One of the frequent processor-time consuming tasks we do is MergeAllFaces, often ran on many separate independent objects. Is this one using a multi-core for example?
It woud be handy to know which commands/operations do, which can’t, and where is some room for improvement and implementing it. I know it would be a lot of work to find out, but why not throw it out there…

If it was “simple” it would have been done ten years ago.

The only multithreaded operations are the ones everyone knows about.

ithink it is simple to split pdf printing when there is 100pdfs in queue so each core can parallelly export its portion.

Um sure in theory but I don’t think anything to do with PDFs or printing in Windows is advanced enough to have 100 instances trying to work at once…

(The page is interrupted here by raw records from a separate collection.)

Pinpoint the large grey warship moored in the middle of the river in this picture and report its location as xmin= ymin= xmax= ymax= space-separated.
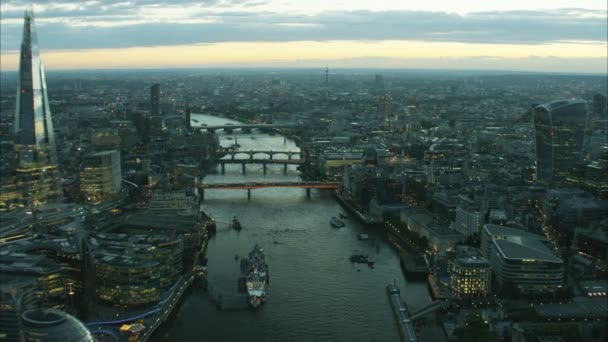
xmin=241 ymin=244 xmax=268 ymax=308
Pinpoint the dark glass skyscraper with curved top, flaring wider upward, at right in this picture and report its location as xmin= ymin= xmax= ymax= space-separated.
xmin=533 ymin=100 xmax=589 ymax=185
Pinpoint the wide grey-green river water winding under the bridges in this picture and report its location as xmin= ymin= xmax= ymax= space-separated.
xmin=154 ymin=114 xmax=443 ymax=342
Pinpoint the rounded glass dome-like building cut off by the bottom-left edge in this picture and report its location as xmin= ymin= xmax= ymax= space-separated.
xmin=21 ymin=308 xmax=95 ymax=342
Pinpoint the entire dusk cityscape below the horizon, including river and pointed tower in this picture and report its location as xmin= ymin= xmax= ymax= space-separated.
xmin=0 ymin=3 xmax=608 ymax=342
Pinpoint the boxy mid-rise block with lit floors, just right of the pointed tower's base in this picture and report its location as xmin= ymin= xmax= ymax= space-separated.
xmin=80 ymin=150 xmax=122 ymax=202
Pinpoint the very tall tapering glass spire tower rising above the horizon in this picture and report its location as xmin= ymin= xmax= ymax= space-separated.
xmin=14 ymin=9 xmax=60 ymax=206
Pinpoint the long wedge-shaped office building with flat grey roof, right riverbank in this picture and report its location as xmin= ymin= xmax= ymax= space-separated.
xmin=481 ymin=224 xmax=564 ymax=293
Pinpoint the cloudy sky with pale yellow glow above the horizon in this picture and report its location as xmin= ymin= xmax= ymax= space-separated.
xmin=0 ymin=0 xmax=608 ymax=73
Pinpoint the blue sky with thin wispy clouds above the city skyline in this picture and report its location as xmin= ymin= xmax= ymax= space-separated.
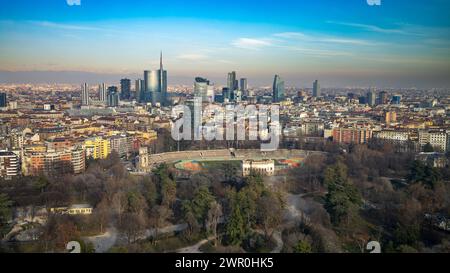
xmin=0 ymin=0 xmax=450 ymax=88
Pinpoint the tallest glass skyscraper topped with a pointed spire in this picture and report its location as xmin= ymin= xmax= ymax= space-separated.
xmin=144 ymin=52 xmax=167 ymax=105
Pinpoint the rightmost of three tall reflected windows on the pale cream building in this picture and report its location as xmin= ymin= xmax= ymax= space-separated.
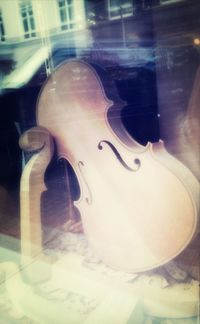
xmin=58 ymin=0 xmax=75 ymax=30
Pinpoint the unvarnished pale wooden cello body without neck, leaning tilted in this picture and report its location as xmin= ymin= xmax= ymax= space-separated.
xmin=37 ymin=60 xmax=199 ymax=272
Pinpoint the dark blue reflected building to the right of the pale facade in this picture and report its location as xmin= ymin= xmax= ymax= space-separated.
xmin=86 ymin=0 xmax=200 ymax=46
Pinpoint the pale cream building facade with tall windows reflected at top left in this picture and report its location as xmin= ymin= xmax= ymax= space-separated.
xmin=0 ymin=0 xmax=85 ymax=43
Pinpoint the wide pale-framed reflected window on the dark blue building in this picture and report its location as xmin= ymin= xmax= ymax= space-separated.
xmin=108 ymin=0 xmax=133 ymax=19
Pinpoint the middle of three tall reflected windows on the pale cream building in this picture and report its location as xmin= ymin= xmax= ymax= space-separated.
xmin=20 ymin=0 xmax=36 ymax=38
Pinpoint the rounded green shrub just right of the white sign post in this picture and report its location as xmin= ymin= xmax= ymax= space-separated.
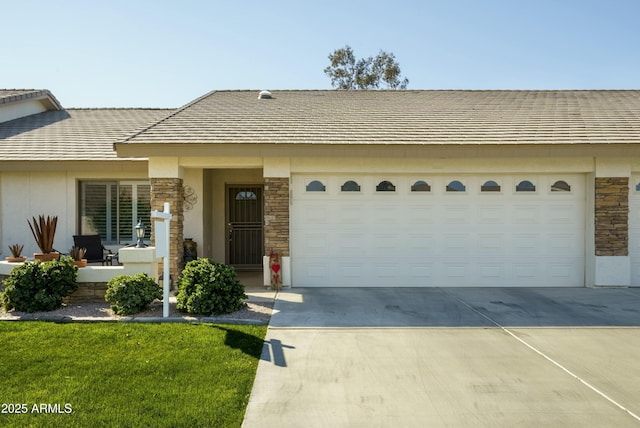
xmin=176 ymin=258 xmax=247 ymax=315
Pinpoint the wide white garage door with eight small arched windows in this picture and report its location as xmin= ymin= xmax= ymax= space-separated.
xmin=291 ymin=174 xmax=585 ymax=287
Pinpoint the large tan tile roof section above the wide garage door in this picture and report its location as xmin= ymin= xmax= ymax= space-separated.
xmin=121 ymin=90 xmax=640 ymax=144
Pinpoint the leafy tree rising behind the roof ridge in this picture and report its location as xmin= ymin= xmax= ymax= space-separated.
xmin=324 ymin=45 xmax=409 ymax=89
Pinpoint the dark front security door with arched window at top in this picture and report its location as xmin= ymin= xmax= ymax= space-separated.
xmin=227 ymin=185 xmax=263 ymax=270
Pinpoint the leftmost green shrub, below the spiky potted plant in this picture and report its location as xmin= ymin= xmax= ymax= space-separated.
xmin=0 ymin=257 xmax=78 ymax=312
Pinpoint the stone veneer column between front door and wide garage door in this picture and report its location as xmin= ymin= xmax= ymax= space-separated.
xmin=264 ymin=177 xmax=289 ymax=257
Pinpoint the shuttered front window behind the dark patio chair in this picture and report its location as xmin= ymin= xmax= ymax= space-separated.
xmin=78 ymin=181 xmax=151 ymax=245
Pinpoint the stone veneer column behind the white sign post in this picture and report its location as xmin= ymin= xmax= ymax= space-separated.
xmin=151 ymin=178 xmax=184 ymax=285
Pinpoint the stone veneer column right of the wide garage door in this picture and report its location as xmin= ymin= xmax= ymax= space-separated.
xmin=595 ymin=177 xmax=629 ymax=256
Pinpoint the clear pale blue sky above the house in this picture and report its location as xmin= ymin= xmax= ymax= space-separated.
xmin=5 ymin=0 xmax=640 ymax=107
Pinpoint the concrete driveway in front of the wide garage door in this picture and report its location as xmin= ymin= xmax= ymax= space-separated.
xmin=243 ymin=288 xmax=640 ymax=428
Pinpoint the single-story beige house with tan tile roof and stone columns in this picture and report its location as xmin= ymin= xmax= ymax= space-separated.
xmin=0 ymin=90 xmax=640 ymax=287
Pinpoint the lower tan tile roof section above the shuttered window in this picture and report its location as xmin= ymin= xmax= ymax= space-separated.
xmin=0 ymin=107 xmax=173 ymax=161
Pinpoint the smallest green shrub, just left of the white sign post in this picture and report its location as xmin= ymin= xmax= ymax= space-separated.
xmin=104 ymin=273 xmax=162 ymax=315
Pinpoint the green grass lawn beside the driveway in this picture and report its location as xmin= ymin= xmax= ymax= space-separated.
xmin=0 ymin=322 xmax=267 ymax=427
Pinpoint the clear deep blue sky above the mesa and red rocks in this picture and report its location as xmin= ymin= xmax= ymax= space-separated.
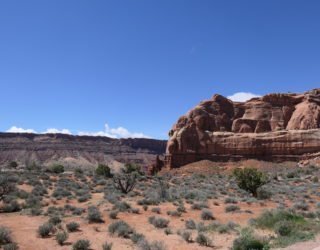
xmin=0 ymin=0 xmax=320 ymax=138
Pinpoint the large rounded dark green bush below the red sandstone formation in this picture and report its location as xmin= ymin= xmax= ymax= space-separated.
xmin=233 ymin=168 xmax=268 ymax=197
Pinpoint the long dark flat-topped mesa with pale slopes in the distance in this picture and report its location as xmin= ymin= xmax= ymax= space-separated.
xmin=0 ymin=133 xmax=166 ymax=167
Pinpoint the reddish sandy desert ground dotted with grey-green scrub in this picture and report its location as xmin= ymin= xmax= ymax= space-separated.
xmin=0 ymin=161 xmax=320 ymax=250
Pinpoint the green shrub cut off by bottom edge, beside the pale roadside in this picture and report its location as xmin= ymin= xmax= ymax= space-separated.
xmin=232 ymin=228 xmax=269 ymax=250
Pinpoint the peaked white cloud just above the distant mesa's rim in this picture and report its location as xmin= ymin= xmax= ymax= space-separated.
xmin=78 ymin=123 xmax=150 ymax=138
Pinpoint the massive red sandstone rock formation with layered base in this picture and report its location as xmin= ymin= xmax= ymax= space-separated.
xmin=165 ymin=89 xmax=320 ymax=168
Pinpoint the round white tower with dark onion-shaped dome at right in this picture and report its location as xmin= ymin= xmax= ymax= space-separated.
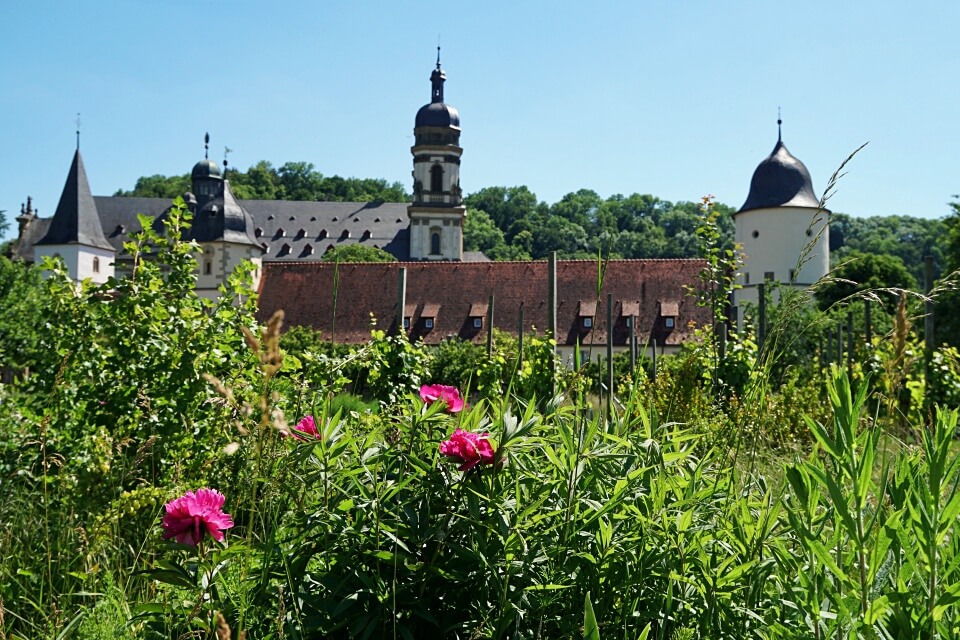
xmin=733 ymin=120 xmax=830 ymax=307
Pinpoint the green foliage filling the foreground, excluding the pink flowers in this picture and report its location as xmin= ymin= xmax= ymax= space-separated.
xmin=7 ymin=201 xmax=960 ymax=640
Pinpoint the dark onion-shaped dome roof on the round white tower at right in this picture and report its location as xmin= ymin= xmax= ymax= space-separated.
xmin=737 ymin=140 xmax=820 ymax=213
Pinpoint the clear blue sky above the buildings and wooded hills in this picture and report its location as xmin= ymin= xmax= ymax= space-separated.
xmin=0 ymin=0 xmax=960 ymax=240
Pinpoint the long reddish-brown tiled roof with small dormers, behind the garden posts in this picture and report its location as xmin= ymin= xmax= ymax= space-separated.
xmin=259 ymin=260 xmax=710 ymax=346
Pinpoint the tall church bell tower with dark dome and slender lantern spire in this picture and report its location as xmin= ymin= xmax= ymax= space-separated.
xmin=407 ymin=47 xmax=466 ymax=260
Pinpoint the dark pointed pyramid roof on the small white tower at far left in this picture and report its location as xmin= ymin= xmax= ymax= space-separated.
xmin=37 ymin=149 xmax=113 ymax=250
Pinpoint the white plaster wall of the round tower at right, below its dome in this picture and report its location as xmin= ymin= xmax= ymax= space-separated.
xmin=734 ymin=207 xmax=830 ymax=306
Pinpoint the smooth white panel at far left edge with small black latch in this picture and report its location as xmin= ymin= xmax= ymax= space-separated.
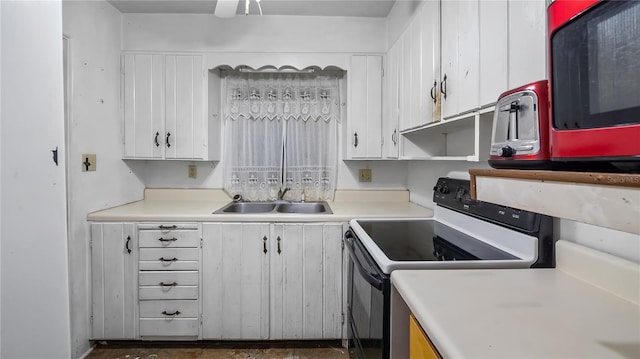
xmin=0 ymin=1 xmax=71 ymax=359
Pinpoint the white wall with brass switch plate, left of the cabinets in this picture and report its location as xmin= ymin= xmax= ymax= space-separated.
xmin=62 ymin=1 xmax=144 ymax=358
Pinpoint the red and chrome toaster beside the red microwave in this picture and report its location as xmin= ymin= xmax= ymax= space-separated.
xmin=489 ymin=80 xmax=552 ymax=169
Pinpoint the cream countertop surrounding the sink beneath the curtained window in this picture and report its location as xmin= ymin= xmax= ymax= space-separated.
xmin=87 ymin=189 xmax=433 ymax=222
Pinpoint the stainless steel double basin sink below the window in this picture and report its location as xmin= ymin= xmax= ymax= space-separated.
xmin=213 ymin=202 xmax=333 ymax=214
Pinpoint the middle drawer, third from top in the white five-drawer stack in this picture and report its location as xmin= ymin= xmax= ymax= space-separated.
xmin=139 ymin=248 xmax=200 ymax=271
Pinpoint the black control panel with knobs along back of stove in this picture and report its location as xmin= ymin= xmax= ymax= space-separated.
xmin=433 ymin=177 xmax=542 ymax=233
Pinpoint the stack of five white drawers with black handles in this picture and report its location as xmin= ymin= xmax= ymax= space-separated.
xmin=138 ymin=223 xmax=202 ymax=339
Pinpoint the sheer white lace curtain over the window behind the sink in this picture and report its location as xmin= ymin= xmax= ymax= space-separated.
xmin=223 ymin=72 xmax=340 ymax=201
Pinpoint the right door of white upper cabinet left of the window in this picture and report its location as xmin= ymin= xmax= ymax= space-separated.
xmin=164 ymin=55 xmax=207 ymax=159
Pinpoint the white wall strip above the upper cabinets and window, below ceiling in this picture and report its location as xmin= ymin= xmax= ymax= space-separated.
xmin=123 ymin=14 xmax=387 ymax=53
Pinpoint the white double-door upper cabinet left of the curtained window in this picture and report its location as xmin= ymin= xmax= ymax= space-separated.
xmin=123 ymin=53 xmax=217 ymax=160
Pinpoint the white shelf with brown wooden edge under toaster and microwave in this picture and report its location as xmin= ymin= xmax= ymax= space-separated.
xmin=469 ymin=169 xmax=640 ymax=234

It makes sense that many operations that are linear in nature can’t take advantage of many cores.
However I would imagine that commands that take either one or many objects to process at the same time, and the operation runs independently on each of the selected objects (like MergeAllFaces, or even FlowAlongSrf), they could be processed a core-per-object?
I don’t know Rhino’s inner workings but in my mind it works :slight_smile:

Shuure…but of course the computer still has to set up these separate threads, distribute the needed geometry to them all, and collate the results once they are all done. That’s a bunch of extra overhead that may not even result in a speed-up depending on circumstances.